Recordaron, entre muchas otras cosas, que en los presupuestos de 2016 se ha aprobado una reducción de "la inversión social en un 5,5 por ciento, comparándolo con el presupuesto del año 2015 y del 25,8 por ciento con respecto al año 2011". Pusieron también sobre la mesa los desempleados que no cobra ninguna prestación, que son casi el 50 por ciento del total, o que 1 de cada 3 niños y niñas viven por debajo del umbral de la pobreza con más de 2 millones de familias sin ningún ingreso.

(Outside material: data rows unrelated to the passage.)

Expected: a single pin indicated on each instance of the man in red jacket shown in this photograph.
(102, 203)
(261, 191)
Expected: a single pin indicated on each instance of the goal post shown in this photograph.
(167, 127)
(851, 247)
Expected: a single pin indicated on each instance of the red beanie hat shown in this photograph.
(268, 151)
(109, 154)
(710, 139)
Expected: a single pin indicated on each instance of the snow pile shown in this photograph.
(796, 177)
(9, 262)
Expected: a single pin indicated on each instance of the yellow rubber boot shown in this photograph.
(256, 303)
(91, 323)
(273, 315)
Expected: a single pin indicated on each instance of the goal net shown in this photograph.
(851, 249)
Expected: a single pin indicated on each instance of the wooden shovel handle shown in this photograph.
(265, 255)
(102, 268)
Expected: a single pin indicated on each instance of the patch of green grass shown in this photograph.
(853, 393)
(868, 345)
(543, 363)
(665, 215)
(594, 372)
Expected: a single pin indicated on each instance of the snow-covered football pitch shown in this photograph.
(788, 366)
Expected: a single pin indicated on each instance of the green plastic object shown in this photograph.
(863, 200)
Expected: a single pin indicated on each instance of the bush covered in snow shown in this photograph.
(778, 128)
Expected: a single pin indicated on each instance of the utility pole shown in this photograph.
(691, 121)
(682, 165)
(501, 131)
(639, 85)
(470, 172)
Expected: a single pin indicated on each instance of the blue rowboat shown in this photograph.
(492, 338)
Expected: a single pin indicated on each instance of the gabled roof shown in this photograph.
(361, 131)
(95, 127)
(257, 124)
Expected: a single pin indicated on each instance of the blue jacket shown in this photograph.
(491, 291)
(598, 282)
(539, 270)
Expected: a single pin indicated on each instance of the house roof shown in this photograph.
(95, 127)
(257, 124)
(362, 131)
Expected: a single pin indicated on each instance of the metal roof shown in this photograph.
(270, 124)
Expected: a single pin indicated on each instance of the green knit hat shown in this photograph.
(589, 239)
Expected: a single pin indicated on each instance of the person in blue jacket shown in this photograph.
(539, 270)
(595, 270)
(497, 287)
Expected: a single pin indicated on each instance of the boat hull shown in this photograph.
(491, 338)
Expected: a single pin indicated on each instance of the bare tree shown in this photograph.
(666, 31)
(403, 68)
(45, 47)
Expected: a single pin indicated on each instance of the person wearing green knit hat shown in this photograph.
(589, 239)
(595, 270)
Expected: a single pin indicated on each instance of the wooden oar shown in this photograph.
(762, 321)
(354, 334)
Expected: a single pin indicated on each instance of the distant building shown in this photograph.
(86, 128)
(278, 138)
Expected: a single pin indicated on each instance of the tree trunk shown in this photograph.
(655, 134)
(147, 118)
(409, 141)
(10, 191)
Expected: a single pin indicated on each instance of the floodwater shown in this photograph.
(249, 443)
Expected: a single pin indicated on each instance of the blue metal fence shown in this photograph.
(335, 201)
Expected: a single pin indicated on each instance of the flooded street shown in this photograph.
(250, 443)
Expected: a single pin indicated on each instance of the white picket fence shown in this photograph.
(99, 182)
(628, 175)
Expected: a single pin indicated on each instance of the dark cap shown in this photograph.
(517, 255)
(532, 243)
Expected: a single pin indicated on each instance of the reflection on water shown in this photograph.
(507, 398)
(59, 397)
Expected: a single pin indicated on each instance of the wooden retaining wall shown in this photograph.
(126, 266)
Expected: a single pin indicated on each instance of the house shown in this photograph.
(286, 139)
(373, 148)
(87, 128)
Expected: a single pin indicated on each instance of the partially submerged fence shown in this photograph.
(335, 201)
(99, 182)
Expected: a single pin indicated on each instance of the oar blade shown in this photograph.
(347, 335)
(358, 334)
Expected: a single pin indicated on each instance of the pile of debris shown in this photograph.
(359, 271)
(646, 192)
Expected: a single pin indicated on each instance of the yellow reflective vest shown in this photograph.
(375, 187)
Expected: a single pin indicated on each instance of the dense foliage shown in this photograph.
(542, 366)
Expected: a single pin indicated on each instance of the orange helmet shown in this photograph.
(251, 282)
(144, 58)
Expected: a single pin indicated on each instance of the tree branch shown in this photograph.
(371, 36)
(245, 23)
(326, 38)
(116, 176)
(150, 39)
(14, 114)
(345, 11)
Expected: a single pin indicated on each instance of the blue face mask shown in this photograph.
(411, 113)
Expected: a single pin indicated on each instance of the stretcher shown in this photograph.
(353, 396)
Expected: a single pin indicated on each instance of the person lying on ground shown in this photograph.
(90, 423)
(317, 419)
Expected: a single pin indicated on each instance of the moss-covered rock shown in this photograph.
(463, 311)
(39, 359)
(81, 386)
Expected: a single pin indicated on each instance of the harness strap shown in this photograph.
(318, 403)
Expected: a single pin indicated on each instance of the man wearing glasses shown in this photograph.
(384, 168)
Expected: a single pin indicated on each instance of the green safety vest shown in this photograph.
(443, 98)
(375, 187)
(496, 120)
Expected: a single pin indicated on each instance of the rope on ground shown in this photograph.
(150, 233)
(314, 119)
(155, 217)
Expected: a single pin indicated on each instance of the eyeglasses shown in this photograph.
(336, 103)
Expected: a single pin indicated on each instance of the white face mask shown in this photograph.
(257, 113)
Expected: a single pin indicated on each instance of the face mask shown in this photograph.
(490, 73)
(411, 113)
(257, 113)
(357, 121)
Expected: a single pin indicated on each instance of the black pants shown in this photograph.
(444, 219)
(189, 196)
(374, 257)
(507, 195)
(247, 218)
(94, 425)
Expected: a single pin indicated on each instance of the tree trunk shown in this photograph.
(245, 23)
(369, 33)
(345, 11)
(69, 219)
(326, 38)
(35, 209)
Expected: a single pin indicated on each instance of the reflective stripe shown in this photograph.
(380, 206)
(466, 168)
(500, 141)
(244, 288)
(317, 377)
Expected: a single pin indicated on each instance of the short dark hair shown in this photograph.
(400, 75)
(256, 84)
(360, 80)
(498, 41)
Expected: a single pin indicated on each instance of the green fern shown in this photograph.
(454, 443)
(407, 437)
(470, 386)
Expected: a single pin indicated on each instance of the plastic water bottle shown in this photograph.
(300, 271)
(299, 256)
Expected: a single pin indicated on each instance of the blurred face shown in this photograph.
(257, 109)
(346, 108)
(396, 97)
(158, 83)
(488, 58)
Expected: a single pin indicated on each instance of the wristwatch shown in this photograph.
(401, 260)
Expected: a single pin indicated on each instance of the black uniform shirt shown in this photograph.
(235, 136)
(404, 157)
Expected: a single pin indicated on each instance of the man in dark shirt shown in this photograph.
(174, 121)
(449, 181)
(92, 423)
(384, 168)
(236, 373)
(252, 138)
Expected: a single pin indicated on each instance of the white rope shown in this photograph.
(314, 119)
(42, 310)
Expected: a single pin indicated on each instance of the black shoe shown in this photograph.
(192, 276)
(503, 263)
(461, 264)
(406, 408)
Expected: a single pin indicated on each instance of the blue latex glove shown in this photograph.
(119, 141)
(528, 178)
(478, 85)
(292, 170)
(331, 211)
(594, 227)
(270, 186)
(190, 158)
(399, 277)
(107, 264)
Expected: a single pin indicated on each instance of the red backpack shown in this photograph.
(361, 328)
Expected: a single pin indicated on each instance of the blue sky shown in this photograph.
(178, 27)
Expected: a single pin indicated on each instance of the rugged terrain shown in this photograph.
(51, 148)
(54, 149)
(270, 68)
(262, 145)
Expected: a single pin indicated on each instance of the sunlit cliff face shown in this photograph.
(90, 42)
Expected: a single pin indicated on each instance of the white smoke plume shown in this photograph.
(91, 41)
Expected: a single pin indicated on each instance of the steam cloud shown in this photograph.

"Con un gobierno en funciones y tras las elecciones del pasado 20 de diciembre, no sabemos aún quiénes encabezarán el nuevo gobierno, ni si habrá nuevos comicios", pero eso no detendrá su lucha en las calles, expresaron en su manifiesto. Y es, precisamente, esta situación de incertidumbre política la que ha dado origen al eslogan de la manifestación: "Gobierne quien gobierne, los derechos se defienden".
En el manifiesto aseguraron, en definitiva, que independientemente de qué ocurra electoralmente, van a continuar denunciando los "golpes" de un sistema que "amenaza a la sociedad española y europea", refiriéndose a "prácticas" como la corrupción y la impunidad de sus protagonistas, o a esos recortes que "atacan servicios públicos, derechos democráticos, civiles y sociales", para dedicar los recursos "al pago de una deuda impagable". En su opinión, el gobierno español "recurre a la fórmula de privatizar los beneficios y socializar las pérdidas, sirviendo como mecanismo de chantaje y extorsión", situación que comparan con la vivida por el pueblo griego.